Juliet a viu ir embora.

Enquanto trilhava seu caminho para o prédio principal Jennifer tinha coisas em sua cabeça... Palavras e frases aleatórias que vinham num tom alto e claro, um tom que ela conhecia muito bem... “Quero mais é que faça dezoito anos para poder ir embora” “ Esses seus desejos... Você sonha com coisas que são impossíveis.” Ah, claro. Ela recordava friamente daquela voz... Daquelas palavras frias de seu pai. Se lembrava também do tortuoso silêncio de sua mãe, de sua ausência e sua falta de interesse. O nome da ilha realmente lhe fazia sentido... Aquele era seu refúgio... Um refúgio da sua realidade, da sua dor. Dos seus medos... Da sua vida. Ela havia completado dezoito anos, viera direto para a ilha, cursar a faculdade de artes cênicas... Continuar o que ela gostava, o teatro... A música. Tentar tornar real os sonhos que seu pai a fazia esquecer. Os sonhos que sua mãe não se interessava em conhecer.

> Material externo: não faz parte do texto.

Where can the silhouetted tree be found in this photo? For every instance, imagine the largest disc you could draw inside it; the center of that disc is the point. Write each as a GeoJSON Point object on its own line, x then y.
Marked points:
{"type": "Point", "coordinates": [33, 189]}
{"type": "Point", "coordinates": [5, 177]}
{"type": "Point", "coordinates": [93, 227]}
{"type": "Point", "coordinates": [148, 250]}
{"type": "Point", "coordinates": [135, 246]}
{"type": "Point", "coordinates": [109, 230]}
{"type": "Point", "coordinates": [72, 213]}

Fora por isso que ela não voltara para casa no final do ano. Ela não tinha casa... Ela não queria ter... Não aquela casa, não aquela família. Ela se sentia mal por isso. Mas era a opção menos dolorosa a se seguir.

Naquela tarde os ventos vinham do Sul com toda a força. As palmeiras dançavam banhando-se com o resto dos raios solares que ali se transmitiam. O prédio principal estava lá. A grande porta de vidro fechada.

Um silêncio.

Ninguém ousara entrar ali após o incêndio... Mas Jennifer teria de entrar.

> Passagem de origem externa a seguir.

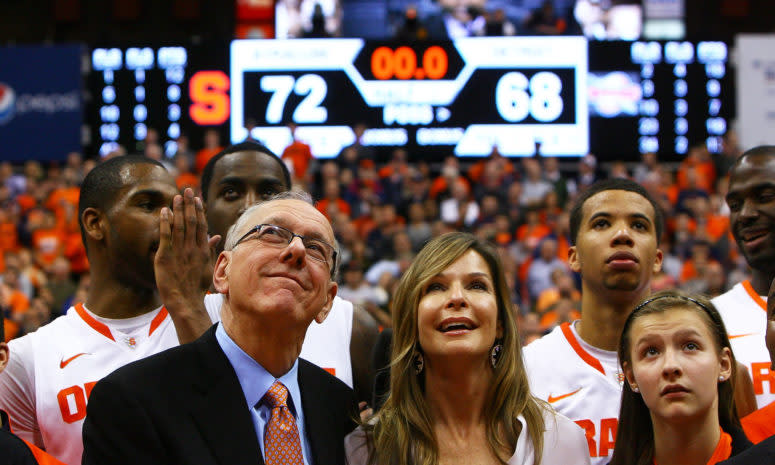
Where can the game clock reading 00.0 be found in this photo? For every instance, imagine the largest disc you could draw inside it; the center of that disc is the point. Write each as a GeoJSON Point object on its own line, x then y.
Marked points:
{"type": "Point", "coordinates": [465, 96]}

Empurrou a porta e passou as pressas pelo chão de linóleo branco. Subiu as escadas de madeira e virou a direita no corredor. O prédio estava todo apagado. Jennifer só tinha a iluminação natural... Pelo menos por pouco tempo já que a noite se aproximava. Apesar das poucas janelas no segundo andar, era possível caminhar tranquilamente por ali.

O corredor não era muito estreito, mas também não era tão largo, as paredes eram repletas de murais e colagens... Notas e avisos de diversos cursos diferentes da universidade. No final do corredor haviam alguns cartazes de peças, eram as apresentações antigas... E mais a esquerda estava a porta dupla de madeira reluzente. A entrada para o teatro.

Antes que pudesse chegar até a porta, Jennifer ouviu um som vindo de lá... Estava abafado pelo fato da porta estar fechada... Mas era compreensivo. Era uma música... Mas ela só ouvia com clareza as notas graves. Era óbvio que vinha de um piano.

Chegando até a porta era girou a maçaneta e entrou logo fechando a porta atrás de si.

O teatro era uma das partes mais grandes do prédio principal. Ele era imenso, com inúmeras fileiras para a platéia. Os degraus eram cobertos por um carpete vermelho escuro. Lembrava muito os teatros municipais famosos.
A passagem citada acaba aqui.